The innovations of Christianity

With the emergence of Christianity at the end of Antiquity, evil took on a name: Satan. He seeks to intrude into everyone and everywhere, including where the Greeks and Romans would never have suspected it: even in their own literary, philosophical and artistic culture, which Saint Jerome admires, but which he swears to renounce as evil, calling on all Christians limit. The accusation of barbarism then turns against this culture, now classic, in the name of which emperors and polytheist apologists call to fight Christians.

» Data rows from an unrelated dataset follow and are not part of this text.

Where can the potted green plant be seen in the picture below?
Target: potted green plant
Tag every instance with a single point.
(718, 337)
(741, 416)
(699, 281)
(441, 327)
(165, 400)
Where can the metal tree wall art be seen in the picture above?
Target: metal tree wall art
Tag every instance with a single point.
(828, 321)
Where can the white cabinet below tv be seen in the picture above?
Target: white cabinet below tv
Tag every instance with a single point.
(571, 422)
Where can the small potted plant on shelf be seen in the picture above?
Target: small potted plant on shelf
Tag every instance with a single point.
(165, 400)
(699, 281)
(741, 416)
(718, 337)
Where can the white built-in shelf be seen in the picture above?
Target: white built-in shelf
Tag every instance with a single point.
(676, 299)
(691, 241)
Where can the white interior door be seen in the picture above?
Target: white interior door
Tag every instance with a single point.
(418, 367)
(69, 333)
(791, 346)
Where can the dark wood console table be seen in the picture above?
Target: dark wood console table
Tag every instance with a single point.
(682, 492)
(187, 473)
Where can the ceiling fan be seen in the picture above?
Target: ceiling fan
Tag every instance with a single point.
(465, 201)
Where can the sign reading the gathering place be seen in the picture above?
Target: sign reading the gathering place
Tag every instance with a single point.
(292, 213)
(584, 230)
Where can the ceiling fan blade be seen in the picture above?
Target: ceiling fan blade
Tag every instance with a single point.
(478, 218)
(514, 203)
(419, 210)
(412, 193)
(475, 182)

But Christian innovation has its limits. The first suspects remain suspects, and she replaces Pandora as the mother of all evil and justification for the submission of her descendants. The thorny question of the just punishment of the wicked extends further than it breaks with classical thought. For Plato, evil was its own punishment and the villain suffered from his crime even more than his victim. For Plutarch, a Platonic historian and philosopher, the ultimate responsibility for sanctioning evil fell to the gods, whose justice could be awaited, sometimes until the death of the wicked, or even in their following lives. For Christians, it will be in the afterlife that the wicked will finally be unmasked and punished for their misdeeds.

Caroline Petit does not offer a systematic and exhaustive study, but rather an anthology of ancient reflections on evil and its scelerati. So much food for thought for the modern reader, invited to put his categories and his certainties into perspective. It thus offers an example of what Greco-Roman Antiquity is for us today.

No longer just one miracle, as Renan said, for whom almost everything that would make Western culture was already in germ in the Athens of Pricles. But also another civilization, as shown by Jean-Pierre Vernant and as anthropologists understand it: a mirror in which to observe ourselves, and to note that our evidence has nothing universal, even (or especially?) when they touch on categories as essential as good and evil.